Sustainability, which is the balance between human activity and the needs of the environment for future generations, struck Adam as a key part of the work he wanted to do. During his time at Lethbridge College, Adam continued fieldwork for oil and gas companies, and he witnessed the impact economic development was having on Indigenous communities.
“I was seeing these communities that weren’t really benefitting from resource development,” he says. “It made me think more about how to help infrastructure and resource development be a bit more sustainable, and more strategic.” This realization inspired Adam to explore development strategies that were more in line with the needs of the people most directly affected by it, so he returned to school after graduating from Lethbridge College.

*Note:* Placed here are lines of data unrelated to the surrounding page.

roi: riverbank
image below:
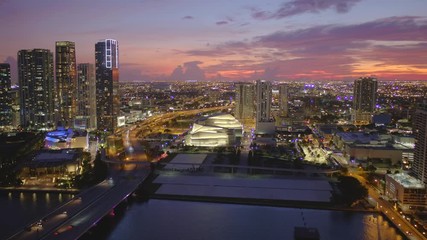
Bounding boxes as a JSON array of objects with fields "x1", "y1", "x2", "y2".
[
  {"x1": 151, "y1": 193, "x2": 378, "y2": 213},
  {"x1": 138, "y1": 172, "x2": 378, "y2": 214},
  {"x1": 0, "y1": 186, "x2": 79, "y2": 194}
]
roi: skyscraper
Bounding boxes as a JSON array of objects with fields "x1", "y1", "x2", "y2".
[
  {"x1": 413, "y1": 103, "x2": 427, "y2": 185},
  {"x1": 95, "y1": 39, "x2": 119, "y2": 131},
  {"x1": 18, "y1": 49, "x2": 54, "y2": 130},
  {"x1": 353, "y1": 77, "x2": 378, "y2": 125},
  {"x1": 76, "y1": 63, "x2": 96, "y2": 130},
  {"x1": 235, "y1": 83, "x2": 255, "y2": 122},
  {"x1": 9, "y1": 86, "x2": 20, "y2": 128},
  {"x1": 279, "y1": 83, "x2": 289, "y2": 117},
  {"x1": 56, "y1": 41, "x2": 77, "y2": 128},
  {"x1": 274, "y1": 83, "x2": 290, "y2": 127},
  {"x1": 0, "y1": 63, "x2": 12, "y2": 128},
  {"x1": 255, "y1": 80, "x2": 274, "y2": 133},
  {"x1": 256, "y1": 80, "x2": 272, "y2": 123}
]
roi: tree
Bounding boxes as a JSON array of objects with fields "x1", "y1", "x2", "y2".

Adam went on to earn a Bachelor of Arts with honours in environmental studies/environmental planning from Trent University, followed by a Master of Science in Planning from the University of Guelph. He credits Lethbridge College with giving him the confidence to pursue further studies. As a mature student, the positive experiences and feedback from instructors helped him gain the confidence he needed to stay in academia.
It also paved the way for an enriching and varied professional path. Adam’s career has included employment as a recycling ambassador with the Recycling Council of Alberta; a sustainability coordinator at Trent University; an environmental planner with AECOM; a special project officer with the Ontario Ministry of Environment; and an adjunct faculty member in Rural Planning and Development at Guelph University.
A father of two, Adam has also kept an active volunteer profile, and he currently serves as a director for the Ontario Professional Planners Institute, and chairs a task force that works to better engage Indigenous people in planning and land development processes. While he currently works as an environmental planner with Dillon Consulting in Kitchener, Ont., he will soon be transitioning within the company to a position in Calgary.
Adam is an optimistic force within the consulting world. He notes the advances that have been made through the Truth and Reconciliation Commission of Canada. “There seems to be a strong recognition of how we can be better as a society, and I think we’re making those changes. I want to continue moving things towards a positive trajectory.”